If not for remakes, William Shakespeare wouldn't cast such large a shadow over Western drama. After all, without countless interpretations of his plays, would some of his lesser-known works have survived for 400 years?
Adaptations, interpretations, remakes—they're all cut from the same cloth, whether the treatment is of Macbeth or A Nightmare on Elm Street. Without the opportunity to look back for inspiration, Tim Burton or Christopher Nolan might never have helmed Batman.

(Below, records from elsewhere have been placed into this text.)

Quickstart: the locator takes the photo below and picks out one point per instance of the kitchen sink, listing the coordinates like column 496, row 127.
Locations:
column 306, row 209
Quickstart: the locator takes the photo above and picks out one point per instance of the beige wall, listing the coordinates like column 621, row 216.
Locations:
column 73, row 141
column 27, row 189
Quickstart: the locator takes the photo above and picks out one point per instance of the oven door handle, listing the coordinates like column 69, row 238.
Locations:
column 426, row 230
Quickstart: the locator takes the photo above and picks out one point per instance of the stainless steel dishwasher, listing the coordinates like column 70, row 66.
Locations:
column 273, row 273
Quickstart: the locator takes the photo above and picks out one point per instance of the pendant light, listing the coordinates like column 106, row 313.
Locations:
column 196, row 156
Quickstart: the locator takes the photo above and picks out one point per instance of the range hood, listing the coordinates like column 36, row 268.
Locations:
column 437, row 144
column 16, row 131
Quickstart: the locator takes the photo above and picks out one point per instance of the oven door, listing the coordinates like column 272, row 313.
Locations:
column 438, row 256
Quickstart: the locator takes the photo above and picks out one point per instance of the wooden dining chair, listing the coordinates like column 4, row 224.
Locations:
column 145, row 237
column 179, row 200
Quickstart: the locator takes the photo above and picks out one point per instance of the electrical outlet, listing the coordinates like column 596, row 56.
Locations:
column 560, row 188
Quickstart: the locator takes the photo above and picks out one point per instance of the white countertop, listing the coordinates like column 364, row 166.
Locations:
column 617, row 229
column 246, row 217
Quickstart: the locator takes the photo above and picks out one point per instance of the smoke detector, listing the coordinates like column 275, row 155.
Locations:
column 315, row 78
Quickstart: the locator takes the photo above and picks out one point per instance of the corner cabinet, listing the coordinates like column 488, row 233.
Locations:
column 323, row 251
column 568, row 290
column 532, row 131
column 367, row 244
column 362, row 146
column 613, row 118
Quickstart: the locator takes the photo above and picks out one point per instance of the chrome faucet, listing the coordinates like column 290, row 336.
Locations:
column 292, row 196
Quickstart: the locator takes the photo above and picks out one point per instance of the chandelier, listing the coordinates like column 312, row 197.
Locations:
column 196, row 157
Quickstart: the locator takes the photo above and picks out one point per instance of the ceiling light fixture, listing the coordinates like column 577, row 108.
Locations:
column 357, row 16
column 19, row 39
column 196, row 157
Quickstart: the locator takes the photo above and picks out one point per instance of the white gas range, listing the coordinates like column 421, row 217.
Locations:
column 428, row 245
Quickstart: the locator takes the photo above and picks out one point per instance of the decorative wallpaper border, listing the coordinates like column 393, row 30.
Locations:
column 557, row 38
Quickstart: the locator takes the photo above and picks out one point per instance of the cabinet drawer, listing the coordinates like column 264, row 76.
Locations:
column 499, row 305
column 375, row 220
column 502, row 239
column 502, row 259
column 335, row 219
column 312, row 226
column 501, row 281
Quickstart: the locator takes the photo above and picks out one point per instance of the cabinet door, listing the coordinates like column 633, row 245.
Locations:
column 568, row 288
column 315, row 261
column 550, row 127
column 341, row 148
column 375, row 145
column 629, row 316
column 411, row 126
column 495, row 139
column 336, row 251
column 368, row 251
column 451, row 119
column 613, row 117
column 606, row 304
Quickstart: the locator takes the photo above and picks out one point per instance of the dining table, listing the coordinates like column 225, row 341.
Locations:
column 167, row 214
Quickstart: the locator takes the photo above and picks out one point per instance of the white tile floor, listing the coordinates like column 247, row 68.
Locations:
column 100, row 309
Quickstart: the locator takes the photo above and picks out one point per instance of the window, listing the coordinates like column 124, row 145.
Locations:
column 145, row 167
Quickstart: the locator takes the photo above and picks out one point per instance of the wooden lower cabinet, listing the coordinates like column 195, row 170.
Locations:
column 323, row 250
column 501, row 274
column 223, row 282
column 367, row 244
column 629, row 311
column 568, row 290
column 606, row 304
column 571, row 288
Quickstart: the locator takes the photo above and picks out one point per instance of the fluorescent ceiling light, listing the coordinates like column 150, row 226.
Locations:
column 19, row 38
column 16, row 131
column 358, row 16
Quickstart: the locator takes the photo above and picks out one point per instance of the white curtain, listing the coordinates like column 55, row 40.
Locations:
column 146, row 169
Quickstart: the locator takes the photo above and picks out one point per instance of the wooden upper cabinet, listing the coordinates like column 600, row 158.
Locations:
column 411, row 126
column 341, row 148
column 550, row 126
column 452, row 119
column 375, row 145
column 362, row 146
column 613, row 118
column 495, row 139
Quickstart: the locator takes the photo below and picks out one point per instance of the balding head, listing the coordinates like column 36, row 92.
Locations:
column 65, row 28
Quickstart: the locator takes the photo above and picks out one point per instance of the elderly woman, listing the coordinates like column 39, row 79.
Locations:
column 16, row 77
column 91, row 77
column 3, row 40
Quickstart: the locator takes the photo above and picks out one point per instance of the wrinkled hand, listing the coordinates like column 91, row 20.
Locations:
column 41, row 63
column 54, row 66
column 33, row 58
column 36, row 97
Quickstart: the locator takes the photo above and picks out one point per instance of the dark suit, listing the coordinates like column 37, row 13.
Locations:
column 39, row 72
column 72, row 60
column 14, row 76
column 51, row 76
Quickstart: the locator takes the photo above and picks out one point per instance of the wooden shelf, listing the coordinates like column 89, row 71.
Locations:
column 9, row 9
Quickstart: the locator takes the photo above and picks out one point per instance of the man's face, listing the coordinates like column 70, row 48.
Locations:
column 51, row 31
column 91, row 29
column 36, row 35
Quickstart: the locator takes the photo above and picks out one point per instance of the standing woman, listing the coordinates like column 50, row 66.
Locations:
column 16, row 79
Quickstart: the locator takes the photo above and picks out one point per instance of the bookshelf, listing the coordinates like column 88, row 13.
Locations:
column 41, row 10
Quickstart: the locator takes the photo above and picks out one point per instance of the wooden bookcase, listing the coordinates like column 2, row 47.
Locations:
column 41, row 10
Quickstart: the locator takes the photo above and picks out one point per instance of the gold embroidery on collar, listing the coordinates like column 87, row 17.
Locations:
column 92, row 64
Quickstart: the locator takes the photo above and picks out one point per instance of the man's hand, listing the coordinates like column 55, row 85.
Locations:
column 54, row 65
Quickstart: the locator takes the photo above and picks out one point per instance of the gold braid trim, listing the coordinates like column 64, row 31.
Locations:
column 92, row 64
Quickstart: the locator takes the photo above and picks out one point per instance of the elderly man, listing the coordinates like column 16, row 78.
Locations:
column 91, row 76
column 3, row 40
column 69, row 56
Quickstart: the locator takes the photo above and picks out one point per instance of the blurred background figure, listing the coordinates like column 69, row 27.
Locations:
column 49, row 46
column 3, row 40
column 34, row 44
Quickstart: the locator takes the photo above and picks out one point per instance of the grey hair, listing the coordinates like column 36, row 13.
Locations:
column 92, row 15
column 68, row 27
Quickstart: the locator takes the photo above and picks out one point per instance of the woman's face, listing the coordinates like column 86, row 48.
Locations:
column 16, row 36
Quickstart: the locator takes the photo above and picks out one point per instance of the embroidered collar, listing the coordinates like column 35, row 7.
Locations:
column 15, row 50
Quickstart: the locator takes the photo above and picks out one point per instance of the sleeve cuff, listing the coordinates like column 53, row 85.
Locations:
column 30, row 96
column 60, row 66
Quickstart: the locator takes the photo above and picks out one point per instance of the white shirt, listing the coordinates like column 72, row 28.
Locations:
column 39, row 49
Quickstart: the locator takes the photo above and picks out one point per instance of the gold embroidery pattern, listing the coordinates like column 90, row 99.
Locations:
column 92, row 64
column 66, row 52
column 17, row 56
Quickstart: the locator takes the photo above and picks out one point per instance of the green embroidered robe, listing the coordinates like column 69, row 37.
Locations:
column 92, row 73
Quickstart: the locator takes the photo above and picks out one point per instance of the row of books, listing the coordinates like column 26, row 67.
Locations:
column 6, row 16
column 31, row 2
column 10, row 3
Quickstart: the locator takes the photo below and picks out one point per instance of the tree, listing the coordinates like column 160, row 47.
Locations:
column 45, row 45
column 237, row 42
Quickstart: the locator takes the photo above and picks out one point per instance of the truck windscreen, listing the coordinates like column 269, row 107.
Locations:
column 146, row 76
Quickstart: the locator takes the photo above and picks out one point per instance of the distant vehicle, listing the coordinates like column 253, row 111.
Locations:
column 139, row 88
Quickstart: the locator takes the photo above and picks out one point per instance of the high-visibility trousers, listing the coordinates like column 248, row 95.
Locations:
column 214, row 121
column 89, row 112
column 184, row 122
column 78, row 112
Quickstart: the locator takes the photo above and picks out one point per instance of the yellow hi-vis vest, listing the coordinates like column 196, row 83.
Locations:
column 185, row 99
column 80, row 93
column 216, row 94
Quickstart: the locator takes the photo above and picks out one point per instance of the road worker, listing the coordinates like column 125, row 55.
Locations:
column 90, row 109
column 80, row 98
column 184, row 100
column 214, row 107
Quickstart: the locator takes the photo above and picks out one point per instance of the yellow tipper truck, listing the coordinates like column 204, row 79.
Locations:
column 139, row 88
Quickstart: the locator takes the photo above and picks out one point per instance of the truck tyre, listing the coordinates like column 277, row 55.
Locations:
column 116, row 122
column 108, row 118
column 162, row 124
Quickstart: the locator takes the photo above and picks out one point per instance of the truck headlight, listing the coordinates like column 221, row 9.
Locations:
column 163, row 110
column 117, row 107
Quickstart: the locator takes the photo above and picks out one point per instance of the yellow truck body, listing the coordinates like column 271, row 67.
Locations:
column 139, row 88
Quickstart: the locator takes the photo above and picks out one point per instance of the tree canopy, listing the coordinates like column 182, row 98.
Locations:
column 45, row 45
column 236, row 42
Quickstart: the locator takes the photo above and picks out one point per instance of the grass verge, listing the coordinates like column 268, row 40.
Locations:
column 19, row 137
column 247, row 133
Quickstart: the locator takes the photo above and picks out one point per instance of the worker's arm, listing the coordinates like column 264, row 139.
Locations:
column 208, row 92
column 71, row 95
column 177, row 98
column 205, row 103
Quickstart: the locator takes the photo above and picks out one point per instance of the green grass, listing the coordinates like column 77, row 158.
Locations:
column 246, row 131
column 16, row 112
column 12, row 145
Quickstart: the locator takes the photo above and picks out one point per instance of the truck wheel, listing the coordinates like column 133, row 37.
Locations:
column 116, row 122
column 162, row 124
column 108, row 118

The Wizard of Oz is one of the world's most beloved films; too bad the version everyone calls The Wizard of Oz was not the first, second or even 10th filmed version of that story or its characters.
So just as there is no mystery that Hollywood will remake just about anything, it is equally true that there is no crime in it: Just because there's a hard copy doesn't mean a story can't evolve culturally or chronologically.
The case of adaptation is somewhat different with Let Me In, an Americanized film version of a book that was turned into the fascinating Swedish import Let the Right One In a couple of years ago. There was an immediate outcry in the online film community when the remake was announced, which is understandable, since the online film community includes most of the meager audience generated by the first film when it rolled into theaters in late 2008.
But Let Me In stands on its own, and even though it's not superior to the moody Swedish film, it does exceed it in a couple of ways that are noteworthy as well as promising for the career prospects of writer-director Matt Reeves.
This is not Twilight by any means, even though the human protagonists in both stories are societal outcasts when fanged love intervenes. The vampire in this world is younger: "I'm 12, more or less," reveals Abby (Chloë Moretz from Kick-Ass) in one of her touching but awkward scenes with Owen (The Road's Kodi Smit-McPhee). Beyond her age, however, Abby's needs are the same as any other bloodsucker.
Her thirst is quenched through the hard work of The Father (Richard Jenkins), who ventures out nightly to find a convenient victim. There is no effort to explain where Abby came from or how long she's been a vampire, but how long ago that was or under what circumstances she was transformed isn't the point of the story.
As Abby and Owen grow closer, the boy gains confidence in school—enough to fight back against the trio of bullies who menace him daily. Meanwhile, a string of unidentified and grisly murders in the sleepy nuclear town of Los Alamos, N.M., have the police baffled, but the net is slowly closing on Abby.
Reeves deserves more credit than he will probably get for building his own movie out of the source material and the venerated foreign film. Reeves has turned a lot of the undertones of the story in on themselves; he finds more American ways of presenting the school bullying, the innocent platonic love between Abby and Owen, and certainly the violence. There are also strong tips of the hat to Alfred Hitchcock's Rear Window. The attention to those details helps the film speak—literally and figuratively—a different language to the audience.
The score by Michael Giacchino, an Oscar winner for Up, is haunting and evocative, neatly enveloping a movie that flirts with a kind of baroque horror. And Reeves' composition, in combination with the production design and lighting, is nothing short of stunning, a stark contrast to his Cloverfield, which, by definition, couldn't look as though it were directed at all.
Although Let Me In is tripped up by some cheesy effects and second-act dialogue that is both too spare and too derivative, the film is that rare thing in Hollywood: a remake that cares enough to deserve evaluation on its own merits—no comparison necessary.